I expect this to be wildly controversial, but here goes.

In LLDB we often are referring to path's on a remote host. You're remote debugging a Windows process from a Linux machine, for example. You need to be able to refer to files on the target machine by typing their paths. Currently LLDB has a TON of custom logic to do all this, and it doesn't handle all the obscure edge cases as well as LLVM does.

99% of LLVM's path handling code is already syntax-agnostic and there are literally just a handful of instructions that are platform specific. So supporting both at the same time should only increase code size by a small fraction. All of the runtime checks are trivially inlined. Path handling is hard to get right, so it's a shame we can't take advantage of the 99% not-syntax-aware code just because of the 1% that is.

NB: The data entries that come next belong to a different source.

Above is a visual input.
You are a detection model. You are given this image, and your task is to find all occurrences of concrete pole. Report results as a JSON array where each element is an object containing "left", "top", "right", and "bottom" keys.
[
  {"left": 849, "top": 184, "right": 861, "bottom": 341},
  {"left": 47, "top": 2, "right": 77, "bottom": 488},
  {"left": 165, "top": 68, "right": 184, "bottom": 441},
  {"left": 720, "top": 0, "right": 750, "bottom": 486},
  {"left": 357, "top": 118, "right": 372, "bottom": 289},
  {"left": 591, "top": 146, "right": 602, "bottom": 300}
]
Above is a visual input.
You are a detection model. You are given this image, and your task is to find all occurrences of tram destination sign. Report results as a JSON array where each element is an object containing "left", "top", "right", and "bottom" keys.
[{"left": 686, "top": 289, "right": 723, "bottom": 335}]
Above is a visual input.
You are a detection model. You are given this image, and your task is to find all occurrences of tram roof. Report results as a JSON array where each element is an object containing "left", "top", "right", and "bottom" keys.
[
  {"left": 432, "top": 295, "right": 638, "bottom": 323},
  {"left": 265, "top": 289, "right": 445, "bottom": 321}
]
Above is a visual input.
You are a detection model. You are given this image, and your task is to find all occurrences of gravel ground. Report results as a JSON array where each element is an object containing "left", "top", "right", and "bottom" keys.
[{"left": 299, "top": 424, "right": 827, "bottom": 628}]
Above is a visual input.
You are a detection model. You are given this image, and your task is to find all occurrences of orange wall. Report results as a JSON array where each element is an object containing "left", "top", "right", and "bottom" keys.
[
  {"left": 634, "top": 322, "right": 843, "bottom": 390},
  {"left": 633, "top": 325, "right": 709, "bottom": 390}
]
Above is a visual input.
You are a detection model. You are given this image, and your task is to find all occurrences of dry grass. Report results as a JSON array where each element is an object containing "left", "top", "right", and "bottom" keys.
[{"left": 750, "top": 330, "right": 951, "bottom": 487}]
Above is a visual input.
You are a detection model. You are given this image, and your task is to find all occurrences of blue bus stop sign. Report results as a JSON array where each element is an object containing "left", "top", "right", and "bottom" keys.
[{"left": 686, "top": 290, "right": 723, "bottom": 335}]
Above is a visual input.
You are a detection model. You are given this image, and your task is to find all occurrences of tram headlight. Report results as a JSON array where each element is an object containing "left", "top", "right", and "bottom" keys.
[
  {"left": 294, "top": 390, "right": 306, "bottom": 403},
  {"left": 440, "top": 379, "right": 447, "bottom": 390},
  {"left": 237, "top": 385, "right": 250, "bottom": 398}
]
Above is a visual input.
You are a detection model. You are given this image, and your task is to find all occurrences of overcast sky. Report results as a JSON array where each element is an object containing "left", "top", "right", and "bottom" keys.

Although I expect LLDB to be the biggest consumer, it seems possible this functionality could find use elsewhere. We read and write paths to and from binary files on arbitrary platforms, so it seems reasonable that someday one of these files might contain a Windows path and we try to read it on a Linux machine (or vice versa) and want to do something meaningful with the path.

All path functions are updated to take a Style argument which is defaulted to native, so existing behavior is unchanged. However, I've updated the test suite to remove as many #ifdefs as possible to prove that we can manipulate windows paths on linux, and vice versa.

Diff Detail

Repository
rL LLVM

Event Timeline

zturner created this revision.Mar 10 2017, 9:37 PM
labath edited edge metadata.Mar 13 2017, 3:28 AM

Lldb has a copy of a part of this code with the same type of #ifdef -> if changes applied, so it would be great it we could get rid of that.

What concerns me about this from a usability point of view is that the path style is not stored explicitly anywhere -- it just floats around implicitly. For working with remote paths, you're going to need some sort of an object which encapsulates this information. I suppose this could live in lldb's FileSpec as it did until now, but I'm wondering whether we shouldn't add something like that here, if we're going to start advertising foreign path support. I am asking that now because that would affect the signature of all of these functions, and it's probably better to avoid changing them twice.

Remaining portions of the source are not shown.